In 2025, Argentina’s energy sector experienced significant prosperity, largely attributed to its most prominent asset: the expansive shale oil and gas field known as Vaca Muerta, located in northern Patagonia. Oil production achieved two significant milestones this year. The initial achievement was attaining the peak volume of barrels produced daily. In October, the nation achieved a historic milestone, averaging production of 859,500 barrels of oil per day, as reported by the Energy Department. Prior to that point, the highest figure recorded was an average of 847,000 barrels per day in May 1998. Despite a slight decline in November, the country successfully surpassed the 1998 record, achieving an average of 864,000 barrels per day, as reported. Energy experts anticipate that production will persist in its upward trajectory, achieving a milestone of one million barrels per day by 2027.
This significant production has resulted in the second record being set this year: the largest nominal positive energy trade balance ever recorded.

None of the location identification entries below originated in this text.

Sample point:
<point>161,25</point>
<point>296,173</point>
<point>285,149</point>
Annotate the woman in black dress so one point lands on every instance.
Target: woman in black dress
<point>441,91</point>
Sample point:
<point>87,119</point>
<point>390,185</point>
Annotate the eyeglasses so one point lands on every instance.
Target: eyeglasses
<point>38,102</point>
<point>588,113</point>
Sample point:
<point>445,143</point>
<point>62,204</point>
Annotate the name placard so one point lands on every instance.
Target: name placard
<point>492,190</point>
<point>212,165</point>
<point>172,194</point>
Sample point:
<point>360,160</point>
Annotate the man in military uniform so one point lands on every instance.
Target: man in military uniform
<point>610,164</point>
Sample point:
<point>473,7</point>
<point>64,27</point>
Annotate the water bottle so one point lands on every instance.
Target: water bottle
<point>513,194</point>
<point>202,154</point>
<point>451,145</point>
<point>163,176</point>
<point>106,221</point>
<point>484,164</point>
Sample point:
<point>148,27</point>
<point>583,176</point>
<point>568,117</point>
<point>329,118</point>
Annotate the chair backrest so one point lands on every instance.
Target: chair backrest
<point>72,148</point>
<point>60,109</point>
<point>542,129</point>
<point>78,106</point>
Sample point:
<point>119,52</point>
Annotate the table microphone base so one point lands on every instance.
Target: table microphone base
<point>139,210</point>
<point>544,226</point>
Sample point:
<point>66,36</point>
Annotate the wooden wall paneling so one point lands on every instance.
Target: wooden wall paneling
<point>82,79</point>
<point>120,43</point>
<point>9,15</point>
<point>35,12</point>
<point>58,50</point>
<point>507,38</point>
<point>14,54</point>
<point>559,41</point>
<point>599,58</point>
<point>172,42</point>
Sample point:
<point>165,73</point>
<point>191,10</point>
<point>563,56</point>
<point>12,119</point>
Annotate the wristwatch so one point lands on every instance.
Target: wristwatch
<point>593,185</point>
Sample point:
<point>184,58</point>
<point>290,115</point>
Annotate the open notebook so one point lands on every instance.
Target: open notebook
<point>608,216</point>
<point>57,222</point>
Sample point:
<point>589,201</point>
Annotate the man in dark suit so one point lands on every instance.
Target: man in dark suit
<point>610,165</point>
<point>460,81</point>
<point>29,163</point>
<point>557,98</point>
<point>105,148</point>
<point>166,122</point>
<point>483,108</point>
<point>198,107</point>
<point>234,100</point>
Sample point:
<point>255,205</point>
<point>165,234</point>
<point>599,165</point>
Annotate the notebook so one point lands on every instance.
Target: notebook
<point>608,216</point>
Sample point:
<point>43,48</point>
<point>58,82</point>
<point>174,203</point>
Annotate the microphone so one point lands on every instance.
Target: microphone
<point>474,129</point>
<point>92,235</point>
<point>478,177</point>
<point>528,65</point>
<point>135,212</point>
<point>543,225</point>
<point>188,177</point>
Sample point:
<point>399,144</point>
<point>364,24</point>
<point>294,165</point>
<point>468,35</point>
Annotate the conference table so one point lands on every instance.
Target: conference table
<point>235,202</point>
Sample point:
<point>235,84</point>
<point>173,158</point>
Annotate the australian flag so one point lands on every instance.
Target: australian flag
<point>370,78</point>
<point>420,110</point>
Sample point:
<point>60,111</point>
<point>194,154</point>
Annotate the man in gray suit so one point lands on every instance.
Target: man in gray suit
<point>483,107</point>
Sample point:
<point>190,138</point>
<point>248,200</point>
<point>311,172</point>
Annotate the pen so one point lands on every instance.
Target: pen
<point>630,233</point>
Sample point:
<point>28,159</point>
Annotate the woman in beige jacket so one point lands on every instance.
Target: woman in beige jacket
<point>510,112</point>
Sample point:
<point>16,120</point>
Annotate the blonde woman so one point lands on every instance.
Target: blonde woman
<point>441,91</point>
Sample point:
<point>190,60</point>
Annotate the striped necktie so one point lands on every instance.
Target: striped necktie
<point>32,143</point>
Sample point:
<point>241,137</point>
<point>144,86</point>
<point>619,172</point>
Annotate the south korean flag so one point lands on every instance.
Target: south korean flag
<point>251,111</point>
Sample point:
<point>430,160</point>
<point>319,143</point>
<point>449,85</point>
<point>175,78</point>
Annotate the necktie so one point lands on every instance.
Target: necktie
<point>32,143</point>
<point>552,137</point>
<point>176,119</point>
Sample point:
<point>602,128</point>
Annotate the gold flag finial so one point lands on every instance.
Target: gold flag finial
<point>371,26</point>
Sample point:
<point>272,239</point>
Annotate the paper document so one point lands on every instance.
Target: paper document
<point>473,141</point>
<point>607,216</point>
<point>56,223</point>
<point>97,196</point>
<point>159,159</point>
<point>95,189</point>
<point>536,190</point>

In the initial eleven months of 2025, the energy trade balance recorded a surplus of US$6.9 billion, as reported by the Energy Department. This figure is nominally higher than the previous record set in 2006, when the energy surplus amounted to US$ 6.1 billion. There exists, nonetheless, a caveat. The inflation-adjusted figures from 2006 indicate that the surplus was approximately US$10 billion, which suggests it marginally exceeds the present amount. Nonetheless, the surplus for this year remains noteworthy: excluding December, it stands at US$1.2 billion above the overall energy balance for 2024, a year in which the nation achieved its second energy surplus in 14 years, amounting to US$5.7 billion.
Argentina’s energy surplus stands as a cornerstone of President Javier Milei’s economic strategy, which seeks to uphold a “zero deficit” — that is, ensuring revenues exceed expenditures. Estimates from the National Institute of Statistics and Censuses indicate that energy accounts for 74% of Argentina’s total trade surplus, which stands at US$9.4 billion. This represents a significant reversal, as recently the energy sector was chiefly accountable for the nation’s deficit, which drained the Central Bank’s reserves and instigated inflation. In 2022, the year preceding Milei’s assumption of office, the energy deficit amounted to US$4.4 billion (equivalent to US$4.9 billion in current dollars).
Currently, leading firms in the Argentine hydrocarbon sector project that by 2031, the energy sector could generate a surplus of approximately US$30 billion. This implies that, should this goal be achieved, agriculture may cease to be the primary engine of Argentina’s economy.